Но возможность еще не доказывает факта. Очевидно, что предположение самобытного оливкового племени (даже самое название нисколько не выражает особенности типа полинезийского) остается предположением совершенно произвольным и так же мало содержит в себе коренной истины, как название зеленой краски первоначальною. Религиозное его развитие, неопределенное и грубое, но содержащее в себе основу чисто стихийную или вещественную, находится также в логической (хотя бы и случайной) связи с строгим развитием ку- шитства в формах буддаизма, фиваизма и фетишизма. Есть несколько островов на бесконечном просторе Тихого океана, в которых отзывается начало среднеазиатское в лицах, так же как и в верованиях; есть даже некоторые слабые отзывы корня общего с семитами и иранцами, напр., в слове Эла и Элаа, означающем иногда солнце, иногда бога, или Тий в смысле духов, но отагейти, с своею чувственною жизнию, кровожадность Новой Зеландии и ее мрачная религия, остатки строений, превышающих теперешнюю силу и способности одичавших островитян, фетишизм и таинственность, не имеющая нравственного характера, сродство некоторых наречий и великая обрядность, при недостатке религиозного смысла, все связывает Полинезию более с системою Африки, чем с жизнию Средней Азии.

Материк Американский, весьма недавно поступивший в область просвещения и знания человеческого, давно уже посещенный бесстрашными судами северных удальцов (еще в конце десятого века), может быть еще ранее оставивший о себе предание в памяти южных народов под именем Атлантиды, этот материк представляет нам в глубоком севере племя, совершенно сходное с северно- или среднеазийским. При теперешнем состоянии науки уже не позволительно сомневаться в тождестве лабрадорцев, гренландцев, жителей Алеуто–Курильской системы и северо–восточной Сибири. Лица, язык, обычаи, все обличает их родовое единство. Вопрос же об их переселении и о том, как они перебрались с острова на остров от берегов Камчатки до берегов Америки, останется навсегда неразрешенным и недостойным разрешения. Частный факт получает значение историческое только в связи с судьбою всего человечества. Когда он признан и понят в своей общности, подробности его годны только для пра дного досуга ученых, для мира — история его уже известна.

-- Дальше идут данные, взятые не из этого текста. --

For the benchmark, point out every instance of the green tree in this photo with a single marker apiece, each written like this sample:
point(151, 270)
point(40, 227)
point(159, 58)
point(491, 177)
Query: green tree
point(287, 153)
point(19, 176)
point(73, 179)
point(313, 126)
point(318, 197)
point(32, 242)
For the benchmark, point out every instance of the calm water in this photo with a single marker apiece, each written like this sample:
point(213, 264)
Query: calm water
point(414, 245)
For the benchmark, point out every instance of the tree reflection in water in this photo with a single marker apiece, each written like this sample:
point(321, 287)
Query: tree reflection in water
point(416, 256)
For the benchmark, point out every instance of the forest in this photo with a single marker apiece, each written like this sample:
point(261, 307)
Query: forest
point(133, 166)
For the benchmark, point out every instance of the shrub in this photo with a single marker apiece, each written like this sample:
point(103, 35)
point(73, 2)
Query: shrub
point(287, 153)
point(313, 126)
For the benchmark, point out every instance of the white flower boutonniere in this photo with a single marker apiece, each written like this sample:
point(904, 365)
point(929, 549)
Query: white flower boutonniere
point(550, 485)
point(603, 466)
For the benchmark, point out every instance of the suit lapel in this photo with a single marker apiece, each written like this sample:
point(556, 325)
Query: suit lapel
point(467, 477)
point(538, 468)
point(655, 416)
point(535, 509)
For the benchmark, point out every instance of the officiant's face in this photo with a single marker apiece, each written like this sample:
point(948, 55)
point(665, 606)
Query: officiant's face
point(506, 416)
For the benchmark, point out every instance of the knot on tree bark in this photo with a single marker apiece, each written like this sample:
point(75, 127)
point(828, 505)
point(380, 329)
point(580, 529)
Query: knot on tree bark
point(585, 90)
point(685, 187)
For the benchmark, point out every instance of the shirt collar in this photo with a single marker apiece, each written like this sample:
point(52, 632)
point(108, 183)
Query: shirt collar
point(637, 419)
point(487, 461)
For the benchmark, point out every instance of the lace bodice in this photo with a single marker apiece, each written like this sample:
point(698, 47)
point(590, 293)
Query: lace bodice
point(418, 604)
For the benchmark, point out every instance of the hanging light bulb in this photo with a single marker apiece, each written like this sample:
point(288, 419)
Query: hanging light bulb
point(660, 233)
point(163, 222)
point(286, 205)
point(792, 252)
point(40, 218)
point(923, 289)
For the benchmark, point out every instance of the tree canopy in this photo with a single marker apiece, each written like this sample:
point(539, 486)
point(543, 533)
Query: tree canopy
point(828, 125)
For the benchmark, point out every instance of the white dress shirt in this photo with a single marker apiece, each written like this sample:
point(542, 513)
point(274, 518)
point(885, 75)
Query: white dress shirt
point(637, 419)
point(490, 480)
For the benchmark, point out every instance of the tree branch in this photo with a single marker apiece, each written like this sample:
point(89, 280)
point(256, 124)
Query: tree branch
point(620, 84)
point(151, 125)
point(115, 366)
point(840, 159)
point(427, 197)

Характер религии, если можно дать такое название тёмным сказаниям диких племен, совершенно сходен с верою тех сибирских народов, которые не приняли в себя буддаистского шаманства. По крайней мере, явного буддаизма в них никто не замечал, и должно предположить, что время их переселения древнее распространения кушитского начала на северо–востоке и что нравственная духовность их верований происходит от древнего общего источника, не измененного еще никакою чуждою примесью.

Собственно американское племя, несправедливо названное краснокожим, занимает весь материк, кроме северной оконечности.

Признавая неверность прозвища краснокожих, мы не должны приписывать излишней важности названиям, так сказать, живописным. Действительно, те, которые многословно толковали об этом слове, забывали, что европейцев звали белыми и негров черными. Хороша белизна и чернота! Такие прозвища содержат только относительную правду, и на этот счет можно поверить простолюдинам. Их чувство редко обманывает в наглядных наблюдениях.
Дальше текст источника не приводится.